Жбанков несколько растерялся. Подцепил ускользающий маринованный гриб.

— Я буду русской… еврейской нации, — миролюбиво сформулировал он.

Тут к Слапаку обратился безрукий Гурченко.

— Не расстраивайся, парень, — сказал он. — Еврей так еврей, ничего страшного. Я четыре года жил в Казахстане. Казахи еще в сто раз хуже…

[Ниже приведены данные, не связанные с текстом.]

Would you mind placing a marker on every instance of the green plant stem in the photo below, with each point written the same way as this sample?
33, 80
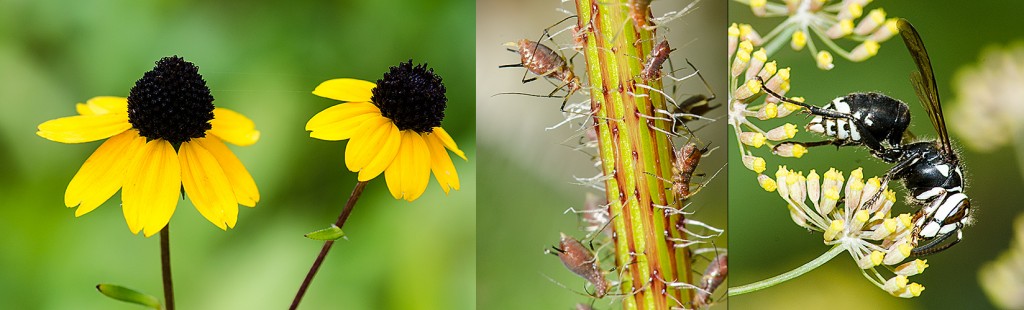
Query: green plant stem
356, 192
636, 157
165, 262
821, 260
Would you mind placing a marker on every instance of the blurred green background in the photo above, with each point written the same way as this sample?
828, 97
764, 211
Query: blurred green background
261, 58
766, 242
529, 170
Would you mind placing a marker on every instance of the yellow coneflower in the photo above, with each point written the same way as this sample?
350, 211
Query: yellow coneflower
164, 136
393, 127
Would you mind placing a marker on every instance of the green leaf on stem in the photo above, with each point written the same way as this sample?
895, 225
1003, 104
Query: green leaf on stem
129, 296
331, 233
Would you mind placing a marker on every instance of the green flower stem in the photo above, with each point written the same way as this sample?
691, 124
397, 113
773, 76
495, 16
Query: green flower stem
636, 157
821, 260
356, 192
165, 262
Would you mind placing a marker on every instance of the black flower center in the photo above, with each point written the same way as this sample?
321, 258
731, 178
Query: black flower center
411, 96
171, 102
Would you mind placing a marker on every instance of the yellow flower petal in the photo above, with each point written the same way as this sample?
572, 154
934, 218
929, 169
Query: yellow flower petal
409, 174
393, 176
365, 142
103, 173
440, 164
233, 127
152, 186
417, 175
80, 129
207, 185
102, 105
341, 121
388, 147
245, 188
449, 142
345, 90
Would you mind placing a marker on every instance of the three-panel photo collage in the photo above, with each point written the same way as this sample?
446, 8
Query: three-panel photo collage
512, 155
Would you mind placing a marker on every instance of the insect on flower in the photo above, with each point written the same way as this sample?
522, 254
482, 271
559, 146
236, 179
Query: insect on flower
714, 275
930, 170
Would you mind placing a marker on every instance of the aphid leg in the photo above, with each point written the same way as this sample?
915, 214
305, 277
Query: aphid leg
669, 16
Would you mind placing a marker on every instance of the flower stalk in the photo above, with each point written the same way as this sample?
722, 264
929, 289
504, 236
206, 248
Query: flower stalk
768, 282
636, 157
356, 192
165, 263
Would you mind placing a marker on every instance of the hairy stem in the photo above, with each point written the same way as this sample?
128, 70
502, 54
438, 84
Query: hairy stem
356, 192
635, 157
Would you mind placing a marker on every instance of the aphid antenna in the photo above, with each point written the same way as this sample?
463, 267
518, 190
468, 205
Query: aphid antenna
654, 127
675, 117
675, 284
573, 112
705, 81
717, 231
595, 181
644, 86
704, 184
781, 97
682, 244
589, 295
702, 126
581, 148
671, 15
716, 251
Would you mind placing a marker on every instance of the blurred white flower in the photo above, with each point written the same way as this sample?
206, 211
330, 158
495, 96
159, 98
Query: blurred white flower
989, 102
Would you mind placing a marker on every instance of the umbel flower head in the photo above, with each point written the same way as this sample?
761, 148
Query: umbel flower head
164, 136
393, 127
828, 20
858, 219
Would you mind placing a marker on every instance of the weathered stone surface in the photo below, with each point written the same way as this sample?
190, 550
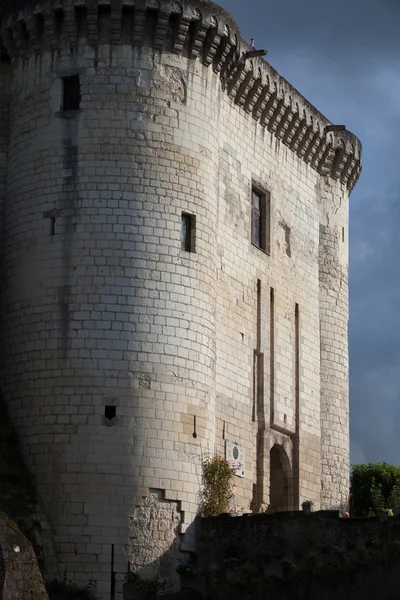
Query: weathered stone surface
103, 309
20, 577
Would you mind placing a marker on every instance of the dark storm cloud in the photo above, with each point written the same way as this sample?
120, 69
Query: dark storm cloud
344, 57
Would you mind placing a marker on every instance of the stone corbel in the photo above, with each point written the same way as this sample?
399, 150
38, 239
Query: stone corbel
312, 147
198, 41
277, 116
181, 33
253, 95
284, 123
262, 101
50, 26
299, 134
70, 24
269, 108
243, 90
292, 127
212, 41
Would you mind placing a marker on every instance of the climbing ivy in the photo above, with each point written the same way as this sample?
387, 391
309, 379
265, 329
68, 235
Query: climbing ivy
218, 489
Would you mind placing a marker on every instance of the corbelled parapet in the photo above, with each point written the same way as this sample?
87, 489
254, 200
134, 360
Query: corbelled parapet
197, 29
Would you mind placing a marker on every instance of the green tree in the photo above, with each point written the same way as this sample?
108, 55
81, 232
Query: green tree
373, 487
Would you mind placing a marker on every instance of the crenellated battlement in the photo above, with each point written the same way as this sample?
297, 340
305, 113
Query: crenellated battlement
196, 29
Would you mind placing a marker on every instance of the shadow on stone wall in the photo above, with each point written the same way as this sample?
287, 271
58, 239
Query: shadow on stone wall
293, 556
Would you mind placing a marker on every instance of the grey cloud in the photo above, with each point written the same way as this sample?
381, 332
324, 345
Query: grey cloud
344, 58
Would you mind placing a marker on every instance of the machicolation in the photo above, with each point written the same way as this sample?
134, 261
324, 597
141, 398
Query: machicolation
174, 276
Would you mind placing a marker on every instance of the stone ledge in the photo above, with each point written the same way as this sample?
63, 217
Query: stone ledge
196, 29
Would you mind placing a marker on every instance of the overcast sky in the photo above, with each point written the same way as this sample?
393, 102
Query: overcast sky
344, 57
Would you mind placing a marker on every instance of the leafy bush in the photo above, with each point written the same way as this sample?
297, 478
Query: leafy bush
374, 487
217, 489
72, 589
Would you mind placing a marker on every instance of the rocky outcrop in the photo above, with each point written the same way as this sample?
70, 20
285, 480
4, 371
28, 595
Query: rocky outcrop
20, 576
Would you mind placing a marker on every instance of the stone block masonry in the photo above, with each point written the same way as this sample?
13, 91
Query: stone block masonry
140, 326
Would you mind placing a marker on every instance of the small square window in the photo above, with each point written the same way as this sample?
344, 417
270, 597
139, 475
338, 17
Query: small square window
71, 93
110, 412
188, 233
260, 220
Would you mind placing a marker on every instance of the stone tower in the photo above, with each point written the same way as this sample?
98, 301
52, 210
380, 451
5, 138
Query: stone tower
174, 250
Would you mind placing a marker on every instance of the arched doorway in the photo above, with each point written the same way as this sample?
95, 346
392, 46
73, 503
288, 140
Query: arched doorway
280, 480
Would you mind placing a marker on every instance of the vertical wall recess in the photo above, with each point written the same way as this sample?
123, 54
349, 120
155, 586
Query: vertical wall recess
296, 437
272, 355
259, 408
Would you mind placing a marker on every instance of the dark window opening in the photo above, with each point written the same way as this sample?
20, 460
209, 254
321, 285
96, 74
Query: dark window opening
110, 412
260, 220
188, 231
71, 93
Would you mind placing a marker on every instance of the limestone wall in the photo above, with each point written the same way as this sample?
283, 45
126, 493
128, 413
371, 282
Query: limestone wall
102, 309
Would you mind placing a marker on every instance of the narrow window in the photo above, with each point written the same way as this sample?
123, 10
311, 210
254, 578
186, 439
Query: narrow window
110, 412
188, 230
260, 220
71, 93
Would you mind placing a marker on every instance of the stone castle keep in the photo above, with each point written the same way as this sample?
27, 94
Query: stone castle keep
174, 275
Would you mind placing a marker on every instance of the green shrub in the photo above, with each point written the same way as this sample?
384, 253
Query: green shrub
374, 487
217, 489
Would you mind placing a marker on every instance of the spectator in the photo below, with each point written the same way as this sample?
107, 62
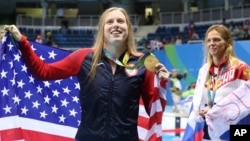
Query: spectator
150, 19
2, 32
64, 26
195, 36
49, 41
246, 26
39, 39
191, 28
178, 40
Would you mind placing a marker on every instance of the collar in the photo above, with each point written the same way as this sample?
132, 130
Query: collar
219, 66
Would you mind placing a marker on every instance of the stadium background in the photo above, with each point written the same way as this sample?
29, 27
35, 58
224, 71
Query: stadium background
171, 17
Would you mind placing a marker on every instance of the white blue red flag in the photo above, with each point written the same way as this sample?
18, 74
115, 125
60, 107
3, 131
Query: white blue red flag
35, 110
231, 110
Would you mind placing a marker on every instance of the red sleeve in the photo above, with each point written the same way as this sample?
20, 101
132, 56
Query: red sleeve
244, 72
64, 68
151, 91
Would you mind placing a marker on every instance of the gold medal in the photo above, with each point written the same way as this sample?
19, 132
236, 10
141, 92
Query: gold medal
150, 63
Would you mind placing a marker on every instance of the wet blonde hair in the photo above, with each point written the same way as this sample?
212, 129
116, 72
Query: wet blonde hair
229, 51
2, 32
99, 42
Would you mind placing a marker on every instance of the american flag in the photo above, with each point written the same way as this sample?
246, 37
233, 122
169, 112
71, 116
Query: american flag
29, 105
35, 110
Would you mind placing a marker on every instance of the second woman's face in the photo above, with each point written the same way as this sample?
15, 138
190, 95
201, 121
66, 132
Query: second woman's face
216, 44
115, 28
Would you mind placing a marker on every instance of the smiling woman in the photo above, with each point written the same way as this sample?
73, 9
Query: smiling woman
217, 82
111, 91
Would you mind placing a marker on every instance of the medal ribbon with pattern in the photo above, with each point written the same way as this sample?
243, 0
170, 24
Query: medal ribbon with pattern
126, 58
212, 86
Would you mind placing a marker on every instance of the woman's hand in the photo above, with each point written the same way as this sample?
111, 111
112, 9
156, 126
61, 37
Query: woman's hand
14, 32
162, 72
203, 112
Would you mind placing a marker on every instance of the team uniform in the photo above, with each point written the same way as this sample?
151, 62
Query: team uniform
109, 102
222, 83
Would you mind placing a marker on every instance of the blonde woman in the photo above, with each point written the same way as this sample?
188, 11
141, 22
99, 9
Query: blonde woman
110, 86
217, 82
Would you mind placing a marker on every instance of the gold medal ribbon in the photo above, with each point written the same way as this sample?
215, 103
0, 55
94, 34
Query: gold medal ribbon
149, 60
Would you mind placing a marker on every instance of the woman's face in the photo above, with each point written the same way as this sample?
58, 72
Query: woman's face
115, 28
216, 44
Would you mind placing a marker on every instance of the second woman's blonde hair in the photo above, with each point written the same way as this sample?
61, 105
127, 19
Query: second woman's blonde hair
229, 51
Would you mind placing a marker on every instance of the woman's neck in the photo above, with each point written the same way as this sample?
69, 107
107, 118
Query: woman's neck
217, 60
116, 51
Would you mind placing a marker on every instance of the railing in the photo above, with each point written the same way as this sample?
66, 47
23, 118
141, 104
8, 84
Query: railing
166, 18
205, 15
86, 21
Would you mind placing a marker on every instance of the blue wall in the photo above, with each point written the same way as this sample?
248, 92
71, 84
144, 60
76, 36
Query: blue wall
189, 57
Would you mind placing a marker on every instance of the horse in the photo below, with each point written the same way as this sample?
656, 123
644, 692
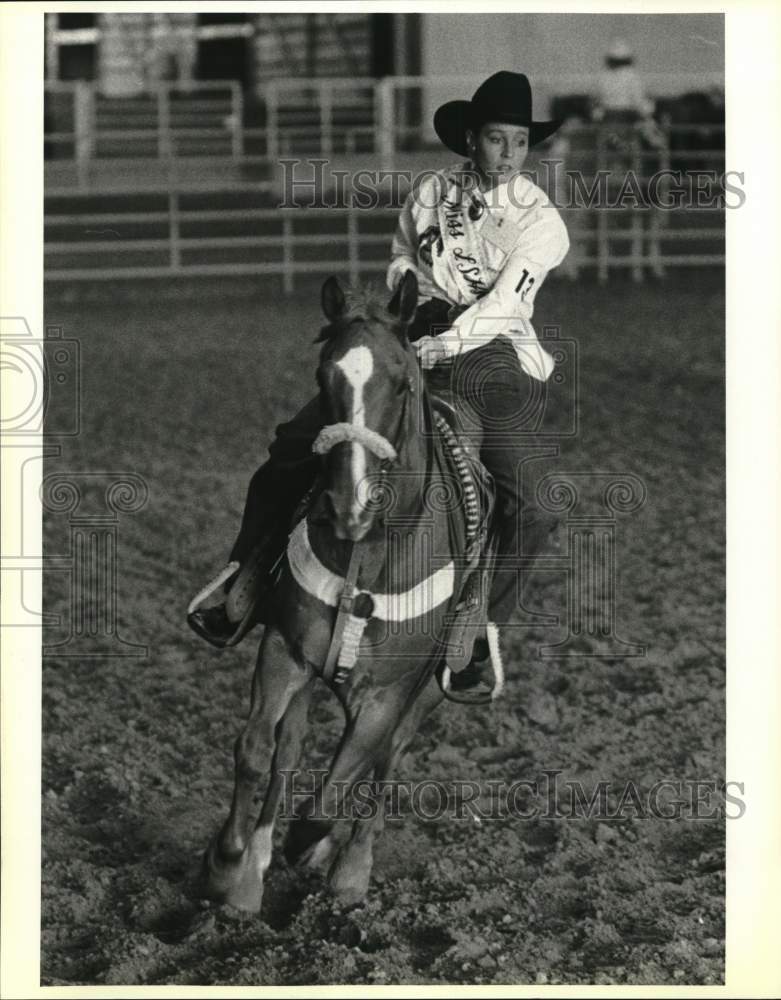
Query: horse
381, 518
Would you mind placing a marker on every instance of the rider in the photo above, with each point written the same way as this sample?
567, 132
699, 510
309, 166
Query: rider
481, 239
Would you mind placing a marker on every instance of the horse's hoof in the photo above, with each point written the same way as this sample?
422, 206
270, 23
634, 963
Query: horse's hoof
235, 882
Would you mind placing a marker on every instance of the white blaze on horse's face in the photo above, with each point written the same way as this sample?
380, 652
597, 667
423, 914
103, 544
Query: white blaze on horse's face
357, 366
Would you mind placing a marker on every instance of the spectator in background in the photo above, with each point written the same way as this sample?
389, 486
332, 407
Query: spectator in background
621, 96
621, 99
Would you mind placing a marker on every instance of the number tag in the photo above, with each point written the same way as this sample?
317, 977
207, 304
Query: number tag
525, 284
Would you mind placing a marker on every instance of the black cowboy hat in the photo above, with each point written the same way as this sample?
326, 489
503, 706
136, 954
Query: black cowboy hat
504, 97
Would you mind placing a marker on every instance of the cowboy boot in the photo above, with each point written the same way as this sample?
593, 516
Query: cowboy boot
474, 685
238, 598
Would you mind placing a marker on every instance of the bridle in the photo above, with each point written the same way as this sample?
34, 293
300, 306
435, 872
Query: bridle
373, 441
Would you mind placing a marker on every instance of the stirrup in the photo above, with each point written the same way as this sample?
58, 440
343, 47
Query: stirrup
214, 624
480, 694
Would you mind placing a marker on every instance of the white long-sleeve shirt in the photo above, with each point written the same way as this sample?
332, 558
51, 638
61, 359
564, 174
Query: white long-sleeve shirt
487, 251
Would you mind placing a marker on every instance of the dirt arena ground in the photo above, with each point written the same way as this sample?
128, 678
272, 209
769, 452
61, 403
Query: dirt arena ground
184, 391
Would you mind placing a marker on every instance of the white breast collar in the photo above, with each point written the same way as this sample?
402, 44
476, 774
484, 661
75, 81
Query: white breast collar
316, 579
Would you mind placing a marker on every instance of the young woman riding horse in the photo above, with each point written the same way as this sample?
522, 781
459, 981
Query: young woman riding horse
480, 239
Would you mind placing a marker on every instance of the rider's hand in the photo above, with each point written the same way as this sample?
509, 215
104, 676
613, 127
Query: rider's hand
432, 350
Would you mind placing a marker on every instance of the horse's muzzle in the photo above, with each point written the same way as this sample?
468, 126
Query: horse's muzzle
350, 526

Мы снова выпили. Жбанков оживленно беседовал с Гурченко. Речь его становилась все красочнее.

Постепенно банкетный зал наполнился характерным гулом. Звякали стаканы и вилки. Кто-то включил радиолу. Прозвучали мощные аккорды:

…Идет война народная,
Священная война…

— Эй! Кто там поближе?! Вырубите звук, — сказал Жбанков.

— Пускай, — говорю, — надо же твой мат заглушать.

— Правды не заглушишь! — внезапно крикнул Гурченко…

Жбанков встал и направился к радиоле. Тут я заметил группу пионеров. Они неловко пробирались между столиками. Видно, их задержал ливень. Пионеры несли громадную корзину с цветами.

Миша попался им на дороге. Вид у него был достаточно живописный. Глаза возбужденно сверкали. Галстук лежал на плече.

Среди бывших узников концентрационных лагерей Жбанков выделялся истощенностью и трагизмом облика.

Пионеры остановились. Жбанков растерянно топтался на месте. Худенький мальчик в алом галстуке поднял руку. Кто-то выключил радиолу.

В наступившей тишине раздался прерывистый детский голосок:

— Вечная слава героям!

И затем — троекратно:

— Слава, слава, слава!

Испуганный Жбанков прижимал к груди корзину с цветами.

Чуть помедлив, он крикнул:

— Ура!

В зале стоял невообразимый шум. Кто-то уже вытаскивал из ящиков реквизит. Кто-то плясал лезгинку с бутафорским ятаганом в зубах…

Жбанкова фотографировали ребята из местной газеты.

Его багровое лицо утопало в зелени. Он вернулся к нашему столу. Водрузил корзину на подоконник.

Гурченко приподнял голову. Затем снова уронил ее в блюдо с картофелем.

Я придвинул Жбанкову стул.

— Шикарный букет, — говорю.

— Это не букет, — скорбно ответил Жбанков, — это венок!..

На этом трагическом слове я прощаюсь с журналистикой. Хватит!

Мой брат, у которого две судимости (одна — за непредумышленное убийство), часто говорит:

— Займись каким-нибудь полезным делом. Как тебе не стыдно?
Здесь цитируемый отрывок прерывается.